AI OFAC Sanctions Screening & Counterparty Risk Assessment Playbook
Your compliance team has received an alert on a $4.8M wire transfer from a correspondent bank in the UAE. The originator name partially matches an SDN list entry, but the account number and country codes differ. You have 24 hours to clear, block, or reject before the Fed's deadline. Legal and compliance need a defensible written analysis.
When to use this playbook
- Use this playbook when the decision looks like the situation above: Your compliance team has received an alert on a $4.8M wire transfer from a correspondent bank in the UAE.
- It is a fit when you have source files in hand and need a structured, reviewable analysis — not a generic chat answer about "OFAC Sanctions Screening & Counterparty Risk Assessment".
- Do not use it as a substitute for licensed, legal, clinical, or authorized official judgment in the domain.
What you'll need
- Source documents specified in the workflow
The Prompt
You are an OFAC compliance analyst conducting an expedited sanctions screening review on a flagged international wire transfer. I am attaching: - Wire transfer SWIFT message (MT103) - OFAC SDN and Consolidated Sanctions List extract for the flagged name - Correspondent bank CDD file for the originating institution - Prior transaction history with this counterparty Work only from the attached source files. If a conclusion is not supported, say so. Produce: 1. Perform a structured name-matching analysis comparing the originator name in the MT103 against all relevant SDN entries — accounting for transliteration variants, name order differences, and common aliases. 2. Assess whether the differences in account number and country code constitute sufficient basis to clear the match, or whether residual risk requires escalation. 3. Review the correspondent bank CDD file for any prior sanctions-related findings, geographic risk factors, or AML deficiencies noted by regulators. 4. Analyze the prior transaction history with this counterparty for pattern consistency — flag any changes in transaction size, frequency, or routing that are inconsistent with the established relationship. 5. Produce a written OFAC determination memo documenting the analysis, the decision rationale, and the evidentiary basis — suitable for examiner review.
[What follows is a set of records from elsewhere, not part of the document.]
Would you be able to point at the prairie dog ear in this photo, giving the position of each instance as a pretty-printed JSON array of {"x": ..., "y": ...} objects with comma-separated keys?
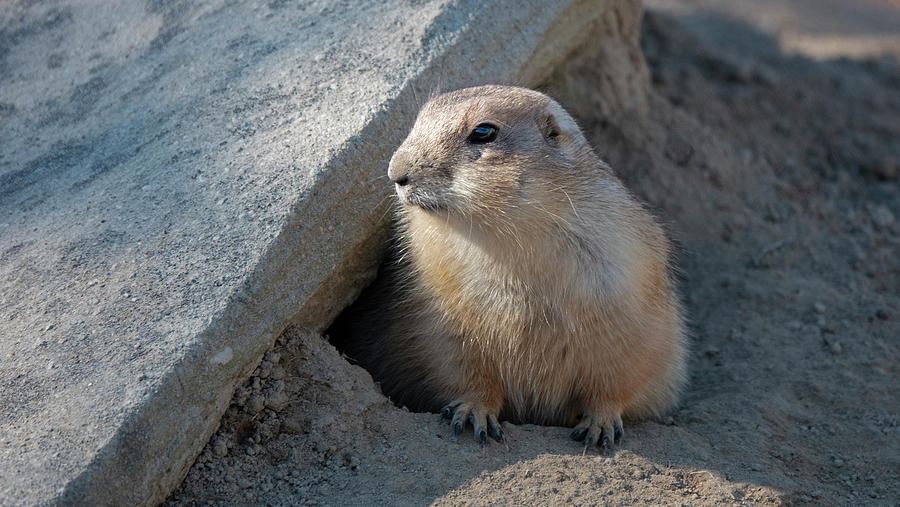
[{"x": 549, "y": 128}]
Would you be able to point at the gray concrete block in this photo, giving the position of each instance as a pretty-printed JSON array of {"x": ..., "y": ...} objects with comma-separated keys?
[{"x": 180, "y": 181}]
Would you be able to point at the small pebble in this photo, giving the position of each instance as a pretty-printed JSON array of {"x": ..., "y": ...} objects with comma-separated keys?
[
  {"x": 256, "y": 403},
  {"x": 220, "y": 448}
]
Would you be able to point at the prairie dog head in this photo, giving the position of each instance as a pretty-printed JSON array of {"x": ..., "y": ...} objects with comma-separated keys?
[{"x": 488, "y": 151}]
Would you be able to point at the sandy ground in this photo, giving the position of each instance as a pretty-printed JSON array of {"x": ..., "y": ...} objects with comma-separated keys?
[{"x": 776, "y": 171}]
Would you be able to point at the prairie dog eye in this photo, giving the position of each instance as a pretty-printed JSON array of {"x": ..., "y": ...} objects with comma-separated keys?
[{"x": 483, "y": 133}]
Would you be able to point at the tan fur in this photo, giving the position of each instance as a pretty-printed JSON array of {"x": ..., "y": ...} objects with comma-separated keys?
[{"x": 533, "y": 283}]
Call out where independent models are likely to disagree, and list follow-up documents a reviewer should request.
What to expect
- Multi-model consensus name-match scoring with confidence percentage
- Residual risk assessment with clear/block/escalate recommendation
- Correspondent bank risk flag register
- Transaction pattern anomaly analysis
- Draft OFAC determination memo with model-agreement score
Review before you act
- Validate this output against source files before relying on it: Perform a structured name-matching analysis comparing the originator name in the MT103 against all relevant SDN entries — accounting for transliteration variants, name order differences, and common aliases.
- Validate this output against source files before relying on it: Assess whether the differences in account number and country code constitute sufficient basis to clear the match, or whether residual risk requires escalation.
- Validate this output against source files before relying on it: Review the correspondent bank CDD file for any prior sanctions-related findings, geographic risk factors, or AML deficiencies noted by regulators.
- Validate this output against source files before relying on it: Analyze the prior transaction history with this counterparty for pattern consistency — flag any changes in transaction size, frequency, or routing that are inconsistent with the established relationship.
- Confirm every cited figure, date, counterparty, or requirement against the attached originals — models compress and can drop a qualifier.
- Treat disagreement between models as a review item, especially on classification, materiality, and recommended next action.
- Do not authorize an operational, clinical, legal, credit, or enforcement action solely because the models agree.
Why compare models on this
For OFAC Sanctions Screening & Counterparty Risk Assessment, running the same attachments across independent models is useful because the hard part is classification and completeness, not fluency. The workflow is already designed to surface multi-model consensus name-match scoring with confidence percentage; residual risk assessment with clear/block/escalate recommendation; correspondent bank risk flag register; transaction pattern anomaly analysis. Those are comparison artifacts — they only exist if more than one model runs. Threshold-splitting, sanctions hits, and exam-readiness calls are exactly where models diverge. Record the split and the human resolution.
See governed multi-model AI on your own prompt
Compare GPT-5, Claude, and Gemini side by side, with human review and a decision record built in.